Eurozone stocks slid yesterday and the euro retreated from a six-month dollar high as investors looked beyond Emmanuel Macron’s French presidential victory to bet on whether he will be able to push through economic reforms.
The European single currency reached $1.1023, the highest level since November, at around 2030 GMT on Sunday after it became clear that the pro-EU former investment banker Macron had won.
However, the euro soon fell back and stood at $1.0923 in late afternoon trading.
The Paris stock market, meanwhile, ended the day down 0.9% at 5,382.95 points.
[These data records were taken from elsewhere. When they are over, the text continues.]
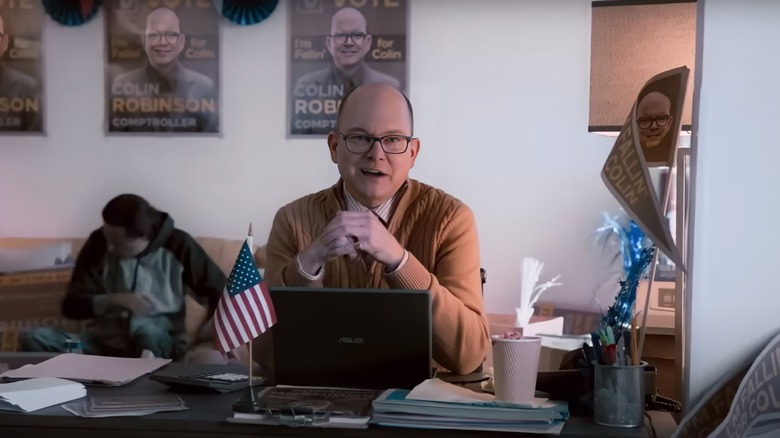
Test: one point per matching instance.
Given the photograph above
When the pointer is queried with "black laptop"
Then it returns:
(356, 338)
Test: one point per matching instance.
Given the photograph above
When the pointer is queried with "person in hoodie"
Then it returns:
(130, 281)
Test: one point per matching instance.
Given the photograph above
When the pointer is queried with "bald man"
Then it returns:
(348, 44)
(377, 228)
(16, 86)
(164, 76)
(654, 120)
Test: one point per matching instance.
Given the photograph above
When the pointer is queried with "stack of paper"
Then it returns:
(31, 395)
(123, 406)
(92, 370)
(435, 404)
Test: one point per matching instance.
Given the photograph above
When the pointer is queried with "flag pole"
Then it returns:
(248, 404)
(250, 243)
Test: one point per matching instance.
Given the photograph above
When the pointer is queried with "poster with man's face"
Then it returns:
(162, 71)
(21, 67)
(659, 110)
(337, 45)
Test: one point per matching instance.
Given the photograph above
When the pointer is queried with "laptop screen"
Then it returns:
(358, 338)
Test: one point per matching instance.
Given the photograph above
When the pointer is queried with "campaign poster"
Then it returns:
(648, 139)
(162, 69)
(337, 45)
(21, 67)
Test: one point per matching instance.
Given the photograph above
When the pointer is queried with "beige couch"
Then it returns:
(222, 251)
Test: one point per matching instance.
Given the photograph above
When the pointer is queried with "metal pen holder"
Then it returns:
(619, 395)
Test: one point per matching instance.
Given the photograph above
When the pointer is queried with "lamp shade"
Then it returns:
(632, 41)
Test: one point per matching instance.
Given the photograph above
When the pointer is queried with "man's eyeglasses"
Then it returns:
(171, 37)
(646, 122)
(362, 143)
(341, 38)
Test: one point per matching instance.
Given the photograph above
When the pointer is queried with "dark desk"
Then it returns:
(207, 413)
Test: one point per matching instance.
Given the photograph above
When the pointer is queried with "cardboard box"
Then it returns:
(32, 299)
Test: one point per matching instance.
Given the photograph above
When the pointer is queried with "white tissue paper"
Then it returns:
(530, 291)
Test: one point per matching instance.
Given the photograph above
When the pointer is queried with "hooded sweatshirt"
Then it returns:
(172, 265)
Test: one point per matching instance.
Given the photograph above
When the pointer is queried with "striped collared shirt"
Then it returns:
(383, 210)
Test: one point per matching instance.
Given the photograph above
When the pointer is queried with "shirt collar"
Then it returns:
(382, 210)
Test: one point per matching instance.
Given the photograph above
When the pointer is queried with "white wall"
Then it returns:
(734, 294)
(501, 104)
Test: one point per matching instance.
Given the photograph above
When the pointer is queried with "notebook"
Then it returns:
(354, 338)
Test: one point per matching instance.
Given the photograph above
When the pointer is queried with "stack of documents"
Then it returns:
(435, 404)
(31, 395)
(89, 369)
(123, 406)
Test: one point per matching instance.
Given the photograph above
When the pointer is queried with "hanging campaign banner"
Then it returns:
(21, 67)
(162, 71)
(649, 136)
(337, 45)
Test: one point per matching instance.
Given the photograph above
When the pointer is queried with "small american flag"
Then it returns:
(245, 309)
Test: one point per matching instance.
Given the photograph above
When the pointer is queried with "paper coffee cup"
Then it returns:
(515, 365)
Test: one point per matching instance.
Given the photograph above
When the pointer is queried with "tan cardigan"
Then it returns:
(440, 234)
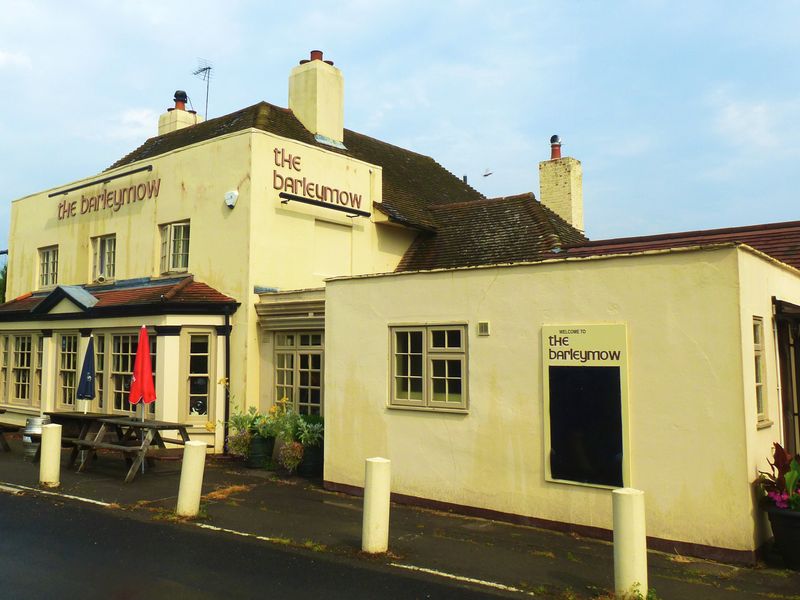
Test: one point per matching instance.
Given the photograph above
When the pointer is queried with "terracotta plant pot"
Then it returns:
(786, 529)
(260, 452)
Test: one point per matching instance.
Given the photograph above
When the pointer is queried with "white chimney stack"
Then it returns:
(316, 97)
(561, 185)
(178, 117)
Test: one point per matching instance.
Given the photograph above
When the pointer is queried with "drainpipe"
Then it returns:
(227, 378)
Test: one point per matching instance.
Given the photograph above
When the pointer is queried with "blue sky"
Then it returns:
(685, 115)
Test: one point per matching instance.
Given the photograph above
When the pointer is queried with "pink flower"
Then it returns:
(781, 499)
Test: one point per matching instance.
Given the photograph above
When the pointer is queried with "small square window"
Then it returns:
(175, 247)
(428, 367)
(48, 266)
(105, 257)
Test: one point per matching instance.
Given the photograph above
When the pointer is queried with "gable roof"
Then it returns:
(490, 231)
(128, 298)
(779, 240)
(412, 183)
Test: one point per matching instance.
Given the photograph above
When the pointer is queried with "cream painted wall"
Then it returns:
(762, 278)
(681, 311)
(259, 242)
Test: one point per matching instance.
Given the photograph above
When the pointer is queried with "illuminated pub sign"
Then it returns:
(585, 372)
(110, 198)
(292, 184)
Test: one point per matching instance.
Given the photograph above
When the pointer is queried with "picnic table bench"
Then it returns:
(133, 439)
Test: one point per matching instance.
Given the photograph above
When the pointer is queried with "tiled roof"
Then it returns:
(490, 231)
(779, 240)
(412, 183)
(167, 295)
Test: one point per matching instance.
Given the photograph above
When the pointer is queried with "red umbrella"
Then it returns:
(142, 387)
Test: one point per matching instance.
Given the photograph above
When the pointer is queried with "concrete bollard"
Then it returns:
(377, 489)
(194, 462)
(50, 456)
(630, 541)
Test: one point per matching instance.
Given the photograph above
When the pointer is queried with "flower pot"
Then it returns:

Frankfurt slipped 0.2% at 12,762.04 points while London, outside the eurozone, edged up 0.05% at 7,300.86 points.
The EURO STOXX 50 was down 0.5% at 3,641.19 points.
“Market reaction to Emmanuel Macron’s victory over the weekend has definitely been a case of buy the rumour and sell the news, with the euro unable to build on the gains of last two weeks and the CAC40 slipping back after initially opening higher,” said Michael Hewson, chief market analyst at CMC Markets.
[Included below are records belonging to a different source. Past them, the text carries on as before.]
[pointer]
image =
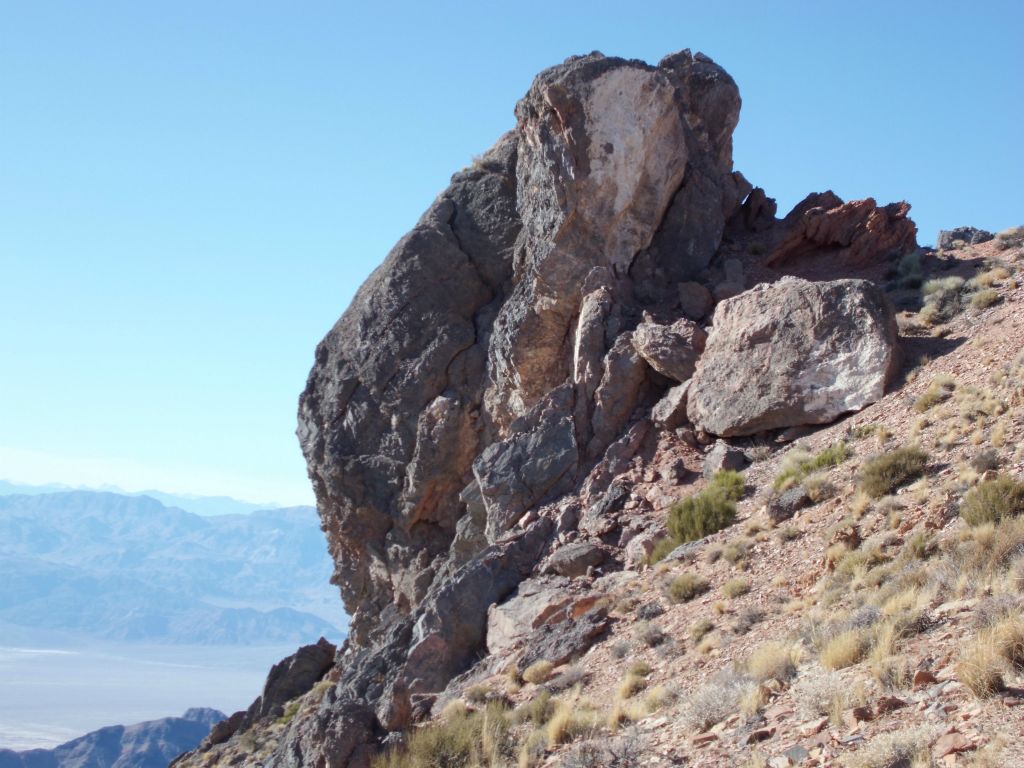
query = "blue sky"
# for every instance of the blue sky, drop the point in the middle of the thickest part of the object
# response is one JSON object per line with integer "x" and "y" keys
{"x": 192, "y": 192}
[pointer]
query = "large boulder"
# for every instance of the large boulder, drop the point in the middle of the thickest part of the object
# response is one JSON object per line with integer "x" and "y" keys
{"x": 794, "y": 352}
{"x": 671, "y": 349}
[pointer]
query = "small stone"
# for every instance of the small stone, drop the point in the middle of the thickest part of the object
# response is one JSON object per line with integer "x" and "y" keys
{"x": 923, "y": 678}
{"x": 857, "y": 715}
{"x": 761, "y": 734}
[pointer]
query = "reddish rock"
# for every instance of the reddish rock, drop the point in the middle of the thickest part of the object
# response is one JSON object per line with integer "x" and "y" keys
{"x": 951, "y": 742}
{"x": 888, "y": 704}
{"x": 853, "y": 235}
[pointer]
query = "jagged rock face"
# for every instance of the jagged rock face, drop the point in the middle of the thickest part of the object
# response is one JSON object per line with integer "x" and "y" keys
{"x": 441, "y": 373}
{"x": 488, "y": 361}
{"x": 794, "y": 352}
{"x": 853, "y": 235}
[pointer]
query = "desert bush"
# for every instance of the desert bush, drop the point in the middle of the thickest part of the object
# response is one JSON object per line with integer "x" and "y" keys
{"x": 538, "y": 672}
{"x": 747, "y": 619}
{"x": 700, "y": 628}
{"x": 942, "y": 299}
{"x": 649, "y": 634}
{"x": 773, "y": 660}
{"x": 699, "y": 515}
{"x": 460, "y": 739}
{"x": 980, "y": 668}
{"x": 685, "y": 587}
{"x": 985, "y": 298}
{"x": 818, "y": 693}
{"x": 715, "y": 700}
{"x": 845, "y": 649}
{"x": 939, "y": 390}
{"x": 886, "y": 472}
{"x": 908, "y": 747}
{"x": 993, "y": 501}
{"x": 799, "y": 463}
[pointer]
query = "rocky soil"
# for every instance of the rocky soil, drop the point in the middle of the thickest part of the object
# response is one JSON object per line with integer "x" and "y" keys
{"x": 583, "y": 330}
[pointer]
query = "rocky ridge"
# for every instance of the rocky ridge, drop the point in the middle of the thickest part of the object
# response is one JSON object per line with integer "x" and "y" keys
{"x": 497, "y": 425}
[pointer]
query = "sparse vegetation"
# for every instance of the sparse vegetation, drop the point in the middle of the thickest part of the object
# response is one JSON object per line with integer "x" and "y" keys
{"x": 799, "y": 463}
{"x": 685, "y": 587}
{"x": 886, "y": 472}
{"x": 708, "y": 511}
{"x": 735, "y": 587}
{"x": 992, "y": 501}
{"x": 538, "y": 672}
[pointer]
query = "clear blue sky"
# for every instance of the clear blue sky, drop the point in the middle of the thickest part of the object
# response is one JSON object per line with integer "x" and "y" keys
{"x": 192, "y": 192}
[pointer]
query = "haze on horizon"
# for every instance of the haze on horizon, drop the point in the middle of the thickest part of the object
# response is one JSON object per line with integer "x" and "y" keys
{"x": 194, "y": 193}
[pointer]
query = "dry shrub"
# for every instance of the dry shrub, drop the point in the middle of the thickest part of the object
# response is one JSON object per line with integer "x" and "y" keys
{"x": 845, "y": 649}
{"x": 538, "y": 672}
{"x": 773, "y": 660}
Macron, 39, has proposed an ambitious domestic reform agenda including cutting state spending, easing labour laws, boosting education in deprived areas and extending new protections to the self-employed.
But he is inexperienced, has no political party and must fashion a working parliamentary majority after legislative elections next month.
Earlier Monday, Asian stock markets mostly rose following Wall Street’s rally Friday as dealers cheered a strong US jobs report.
Markets had been given a positive lead from New York.
All three main US indices ended with healthy gains on Friday, with the Nasdaq posting yet another record, following a better-than-expected jobs reading.
The US economy added an estimated 211,000 net new positions in April while the unemployment rate fell to 4.4%, the lowest since May 2007, the Labor Department reported.
The reading further strengthens prospects the Federal Reserve will stick to a planned course of two more interest rate rises this year.
Tokyo’s Nikkei index, which closed for much of last week for Japanese holidays, ended Monday with a gain of 2.3%, reaching a 17-month high after playing catch-up.
Hong Kong won 0.4% and Sydney put on 0.6% by the close.
Seoul surged 2.3% to a fresh record high, the day before a presidential election to find a successor to the impeached Park Geun-hye.
However, Shanghai closed down 0.8%, with traders unimpressed by data showing China’s exports and imports rose less than expected last month and slowed from March.
The market has also been hit by concerns about government moves to crack down on leveraged investing that was fuelling instability.